En outre, certaines personnalités issues de la diversité sont devenues les figures de proue des « guerres culturelles » en France, selon les méthodes éprouvées outre-Atlantique[5], en s’appuyant tant sur leurs origines que sur leur sexe, afin d’accompagner le tournant autoritaire d’un champ politico-médiatique saturé de polémiques qui alimentent un climat d’hostilité à l’égard des idéaux progressistes, avec pour cible de choix les immigrés – en particulier les hommes –, les musulmans ou les Algériens, boucs émissaires depuis un siècle[6].
L’ambivalence des origines
Loin de se limiter à la dégradation du débat public, les prises de position des figures de la diversité réactionnaire, comme Fatiha Agag-Boudjahlat[7], Lydia Guirous[8], Malika Sorel-Sutter[9], etc., ont contribué à la détérioration du quotidien de millions de personnes, souvent membres des classes laborieuses, ainsi que l’attestent le durcissement de la législation en matière d’accueil des étrangers et la récurrence des polémiques autour du triptyque islam-immigration-insécurité afin d’accompagner les tendances liberticides et xénophobes du législateur, stigmatisant de nombreux citoyens au nom des « valeurs de la République ».
Or, ces « nouvelles femmes de droite[10] », doivent moins leur ascension à l’illusion méritocratique ou au jeu classique du clientélisme, qu’à leur cooptation au bénéfice de leurs attributs, suivant une logique de quotas plus ou moins assumée. Mais au lieu de jouer le rôle de médiatrices des fractions embourgeoisées des descendants de l’immigration – parmi lesquelles les opinions rétrogrades peuvent recevoir quelque écho –, ces « femmes puissantes » ont préféré adopter des postures revanchardes à l’égard des groupes auxquels leur patronyme les renvoie.

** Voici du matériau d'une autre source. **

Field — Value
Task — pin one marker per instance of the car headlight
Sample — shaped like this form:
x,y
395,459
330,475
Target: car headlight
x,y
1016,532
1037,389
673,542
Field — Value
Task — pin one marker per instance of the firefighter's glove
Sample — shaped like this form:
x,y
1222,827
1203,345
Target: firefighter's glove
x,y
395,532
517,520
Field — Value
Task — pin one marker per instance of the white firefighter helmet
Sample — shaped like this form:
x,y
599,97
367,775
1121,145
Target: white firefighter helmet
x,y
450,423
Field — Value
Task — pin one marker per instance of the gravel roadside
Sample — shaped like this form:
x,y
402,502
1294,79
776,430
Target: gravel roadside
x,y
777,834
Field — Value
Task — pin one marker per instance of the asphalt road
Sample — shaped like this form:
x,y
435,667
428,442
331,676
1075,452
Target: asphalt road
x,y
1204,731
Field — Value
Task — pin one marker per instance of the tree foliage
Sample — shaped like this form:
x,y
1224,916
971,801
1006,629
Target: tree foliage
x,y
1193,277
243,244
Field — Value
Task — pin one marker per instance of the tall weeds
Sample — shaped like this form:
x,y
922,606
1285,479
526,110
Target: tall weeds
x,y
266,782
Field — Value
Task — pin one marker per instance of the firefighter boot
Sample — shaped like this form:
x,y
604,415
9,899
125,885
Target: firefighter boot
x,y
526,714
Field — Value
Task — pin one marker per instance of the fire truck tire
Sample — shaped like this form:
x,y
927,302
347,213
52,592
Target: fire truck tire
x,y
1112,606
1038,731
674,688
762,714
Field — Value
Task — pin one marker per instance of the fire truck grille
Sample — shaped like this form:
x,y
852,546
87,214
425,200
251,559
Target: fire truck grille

Ainsi que l’atteste la lecture de leurs ouvrages – douze publiés entre 2007 et 2022, sans compter les rééditions ou leurs interventions médiatiques –, le discours de ces égéries de la droite, est parsemé d’anecdotes autobiographiques au service d’une idéologie assimilationniste. Ainsi, pour Lydia Guirous, mariée à l’église Saint-Augustin, « l’intégration réussie s’appelle l’assimilation et l’intégration ratée, le communautarisme[11] ». Pourtant, leur propos, émaillé de formules-chocs, reste traversé par une ambivalence criante quant à leurs origines qui constituent un atout décisif mais révèlent également leur statut d’outsiders.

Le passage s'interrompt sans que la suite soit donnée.